Block party ordinance to be reviewed
JUNEAU - The Juneau Assembly on Monday deferred action on an ordinance that would establish procedures to close streets for block parties, festivals and commercial events, referring the proposal to an Assembly work session for additional review.
As proposed, the ordinance requires permit applicants to provide information about the event, secure approval from 85 percent of the street's residents and obtain liability insurance. The police chief would review applications, and the city manager would consider appeals.
Southeast Alaska Gay and Lesbian Alliance President Jeremy Neldon said his group obtained a special permit last year to close part of Second Street for a pride festival.
"There was no such procedure to address it other than a parade permit, which it wasn't. There was confusion on what exactly to do," he said.
Neldon said the new ordinance would provide a decision-making process for community groups, the police department and the city manager's office. The group has scheduled this year's pride festival on June 2.
Business owner Samra Green said because of limited parking she is worried about closing downtown streets. She said the ordinance wouldn't limit how long a street could be closed and wasn't clear on how neighborhood approval would be determined.
Assembly member Jim Powell suggested saving the ordinance for a work session to work out the bugs.
Little Theatre looking for venue
JUNEAU - The Juneau Douglas Little Theatre will discuss the problem of new accommodations at its meeting at 7:30 p.m. Wednesday in the Juneau Adult Education Center at 210 Ferry Way.
The theater company has been forced to move from the Palace Theatre in downtown Juneau because of concerns over the structural safety of the building, board member Dotty Davis said.
"We're calling it 'Venue Quest,' " she added. "We've looked at a couple of buildings in town, but there have been no decisions made, no offers made, no negotiations. At this point, we are venueless."
With this in mind, the brainstorming of new shows will be limited to productions that can be performed on the go.
"We will need to look at shows that can be done easily in the nomadic style," Davis said. "At this point, we are extremely flexible."
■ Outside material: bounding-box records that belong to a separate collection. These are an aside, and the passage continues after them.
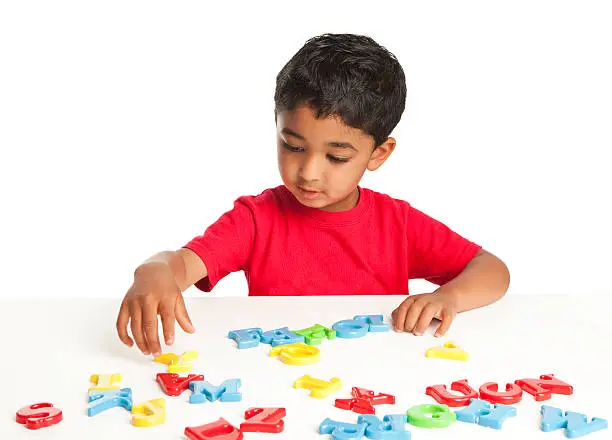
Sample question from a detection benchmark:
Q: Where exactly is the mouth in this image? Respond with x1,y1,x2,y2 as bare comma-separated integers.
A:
298,186,321,199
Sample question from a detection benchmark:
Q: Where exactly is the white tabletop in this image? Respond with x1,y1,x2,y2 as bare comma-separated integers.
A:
0,295,612,440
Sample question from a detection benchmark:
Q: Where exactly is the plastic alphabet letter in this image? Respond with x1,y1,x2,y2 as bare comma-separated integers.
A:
480,382,523,405
270,342,321,365
541,405,608,438
425,342,470,361
132,397,166,428
155,351,198,373
88,374,121,391
261,327,304,347
87,388,132,417
227,327,261,348
353,315,389,332
185,418,244,440
240,408,287,434
514,374,574,402
157,373,204,396
406,404,456,428
425,379,478,407
294,324,336,345
319,418,368,440
455,399,516,429
189,379,242,403
332,319,370,339
293,374,342,399
15,402,63,429
357,414,410,440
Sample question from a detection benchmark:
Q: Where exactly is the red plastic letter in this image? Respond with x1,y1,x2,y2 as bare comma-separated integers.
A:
185,418,243,440
157,373,204,396
480,382,523,405
16,403,62,429
425,379,478,407
334,387,395,414
240,408,287,433
351,387,395,405
334,397,374,414
514,374,574,402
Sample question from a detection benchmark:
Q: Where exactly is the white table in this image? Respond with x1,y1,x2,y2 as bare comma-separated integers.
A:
0,295,612,440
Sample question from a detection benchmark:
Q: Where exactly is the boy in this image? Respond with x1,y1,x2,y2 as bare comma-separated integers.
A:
117,34,509,356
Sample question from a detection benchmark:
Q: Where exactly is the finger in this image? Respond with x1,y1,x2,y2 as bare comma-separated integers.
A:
391,297,414,332
413,304,438,336
174,294,195,333
434,310,455,338
142,300,161,357
117,298,134,347
159,298,174,345
404,301,425,332
129,301,149,354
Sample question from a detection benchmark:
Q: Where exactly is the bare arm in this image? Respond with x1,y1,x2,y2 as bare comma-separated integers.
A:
117,249,208,356
443,249,510,313
392,249,510,336
142,248,208,292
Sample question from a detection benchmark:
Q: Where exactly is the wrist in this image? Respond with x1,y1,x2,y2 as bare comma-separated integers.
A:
134,261,174,280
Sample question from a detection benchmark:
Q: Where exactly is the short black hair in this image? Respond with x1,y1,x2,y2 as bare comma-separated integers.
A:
274,34,406,148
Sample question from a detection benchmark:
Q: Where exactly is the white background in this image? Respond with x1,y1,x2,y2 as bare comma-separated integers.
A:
0,0,612,298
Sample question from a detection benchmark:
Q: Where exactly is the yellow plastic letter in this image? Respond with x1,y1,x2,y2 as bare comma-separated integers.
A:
270,342,321,365
425,342,470,361
88,374,121,391
155,351,198,373
132,398,166,428
293,374,342,399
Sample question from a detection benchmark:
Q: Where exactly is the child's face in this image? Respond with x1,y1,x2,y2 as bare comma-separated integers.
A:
276,106,395,211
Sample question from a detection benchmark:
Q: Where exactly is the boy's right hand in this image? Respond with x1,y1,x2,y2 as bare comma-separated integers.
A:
117,262,195,357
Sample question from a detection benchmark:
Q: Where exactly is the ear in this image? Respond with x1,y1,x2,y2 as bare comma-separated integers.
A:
367,137,395,171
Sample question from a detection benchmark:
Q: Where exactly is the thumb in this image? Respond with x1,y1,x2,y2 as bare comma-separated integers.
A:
174,293,195,333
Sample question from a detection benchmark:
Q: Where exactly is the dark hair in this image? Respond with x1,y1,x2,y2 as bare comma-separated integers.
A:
274,34,406,147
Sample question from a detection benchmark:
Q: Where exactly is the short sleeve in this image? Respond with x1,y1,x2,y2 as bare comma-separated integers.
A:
407,207,481,286
183,197,255,292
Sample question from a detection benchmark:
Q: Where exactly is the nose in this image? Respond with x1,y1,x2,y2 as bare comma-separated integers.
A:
299,155,323,182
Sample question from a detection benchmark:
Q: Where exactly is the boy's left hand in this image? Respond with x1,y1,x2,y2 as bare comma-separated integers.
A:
391,287,457,337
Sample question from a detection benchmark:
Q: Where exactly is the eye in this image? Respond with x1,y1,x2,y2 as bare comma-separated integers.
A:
327,156,348,163
281,141,349,163
282,141,304,152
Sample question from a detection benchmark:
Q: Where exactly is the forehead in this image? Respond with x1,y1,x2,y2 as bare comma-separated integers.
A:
276,106,373,145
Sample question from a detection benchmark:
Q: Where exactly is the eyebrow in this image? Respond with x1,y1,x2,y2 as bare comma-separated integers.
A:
281,127,359,153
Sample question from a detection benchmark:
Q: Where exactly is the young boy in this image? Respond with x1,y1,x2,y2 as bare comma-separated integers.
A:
117,34,509,356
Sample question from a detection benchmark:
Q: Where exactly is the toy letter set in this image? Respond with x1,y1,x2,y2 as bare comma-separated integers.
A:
15,315,608,440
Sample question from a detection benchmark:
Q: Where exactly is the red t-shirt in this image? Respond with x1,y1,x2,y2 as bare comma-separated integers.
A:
184,185,480,296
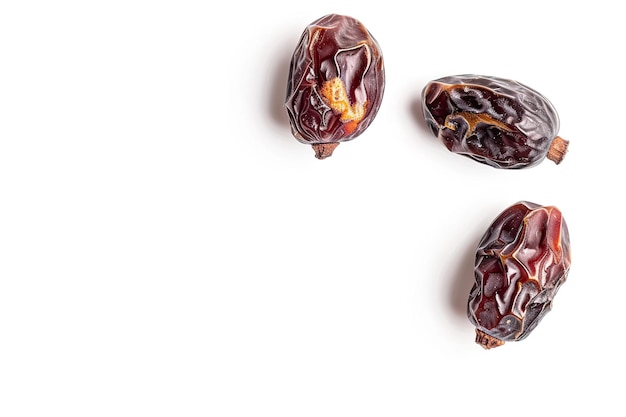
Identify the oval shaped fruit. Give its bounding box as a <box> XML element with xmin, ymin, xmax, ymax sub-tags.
<box><xmin>285</xmin><ymin>14</ymin><xmax>385</xmax><ymax>159</ymax></box>
<box><xmin>422</xmin><ymin>75</ymin><xmax>569</xmax><ymax>169</ymax></box>
<box><xmin>467</xmin><ymin>201</ymin><xmax>571</xmax><ymax>349</ymax></box>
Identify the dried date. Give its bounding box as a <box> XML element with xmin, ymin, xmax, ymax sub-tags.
<box><xmin>422</xmin><ymin>75</ymin><xmax>569</xmax><ymax>169</ymax></box>
<box><xmin>467</xmin><ymin>201</ymin><xmax>571</xmax><ymax>349</ymax></box>
<box><xmin>285</xmin><ymin>14</ymin><xmax>385</xmax><ymax>159</ymax></box>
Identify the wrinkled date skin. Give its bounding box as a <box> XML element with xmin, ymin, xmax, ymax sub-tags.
<box><xmin>422</xmin><ymin>75</ymin><xmax>569</xmax><ymax>169</ymax></box>
<box><xmin>285</xmin><ymin>14</ymin><xmax>385</xmax><ymax>159</ymax></box>
<box><xmin>467</xmin><ymin>201</ymin><xmax>571</xmax><ymax>349</ymax></box>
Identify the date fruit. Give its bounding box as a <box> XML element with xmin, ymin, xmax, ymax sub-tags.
<box><xmin>467</xmin><ymin>201</ymin><xmax>571</xmax><ymax>349</ymax></box>
<box><xmin>422</xmin><ymin>75</ymin><xmax>569</xmax><ymax>169</ymax></box>
<box><xmin>285</xmin><ymin>14</ymin><xmax>385</xmax><ymax>159</ymax></box>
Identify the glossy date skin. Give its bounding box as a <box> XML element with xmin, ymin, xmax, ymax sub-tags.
<box><xmin>467</xmin><ymin>201</ymin><xmax>571</xmax><ymax>349</ymax></box>
<box><xmin>422</xmin><ymin>75</ymin><xmax>568</xmax><ymax>169</ymax></box>
<box><xmin>285</xmin><ymin>14</ymin><xmax>385</xmax><ymax>159</ymax></box>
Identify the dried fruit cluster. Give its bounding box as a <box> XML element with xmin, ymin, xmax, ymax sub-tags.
<box><xmin>285</xmin><ymin>14</ymin><xmax>571</xmax><ymax>349</ymax></box>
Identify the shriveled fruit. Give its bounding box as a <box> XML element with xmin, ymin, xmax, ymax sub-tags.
<box><xmin>422</xmin><ymin>75</ymin><xmax>569</xmax><ymax>169</ymax></box>
<box><xmin>285</xmin><ymin>14</ymin><xmax>385</xmax><ymax>159</ymax></box>
<box><xmin>467</xmin><ymin>201</ymin><xmax>571</xmax><ymax>349</ymax></box>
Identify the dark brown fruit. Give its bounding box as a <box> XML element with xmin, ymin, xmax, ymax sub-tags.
<box><xmin>467</xmin><ymin>201</ymin><xmax>571</xmax><ymax>349</ymax></box>
<box><xmin>422</xmin><ymin>75</ymin><xmax>569</xmax><ymax>169</ymax></box>
<box><xmin>285</xmin><ymin>14</ymin><xmax>385</xmax><ymax>159</ymax></box>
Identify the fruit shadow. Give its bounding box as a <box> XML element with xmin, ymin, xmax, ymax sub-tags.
<box><xmin>448</xmin><ymin>232</ymin><xmax>476</xmax><ymax>317</ymax></box>
<box><xmin>267</xmin><ymin>42</ymin><xmax>293</xmax><ymax>136</ymax></box>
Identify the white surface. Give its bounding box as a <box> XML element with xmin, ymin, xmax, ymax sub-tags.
<box><xmin>0</xmin><ymin>0</ymin><xmax>626</xmax><ymax>417</ymax></box>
The election of new board members also will be discussed at the meeting.
Easterwood plans job change
JUNEAU - City Community Development Director Cheryl Easterwood is resigning to take another job with the city, according to City Manager Dave Palmer.
Easterwood submitted her resignation effective June 30 to take a job as the city's emergency services coordinator and public information officer. The new position will allow her to spend more time with her family, according to a press release.
Easterwood has been the director the Community Development Department for five years, joining the department in 1990. She has supervised mining permits, the city's comprehensive plan revision and the Area Wide Transportation Plan, along with flightseeing and tourism issues.
In her new position she will oversee the city's emergency planning efforts, avalanche response and community incident training. She also will be the city's spokeswoman and a contact for public information and outreach efforts.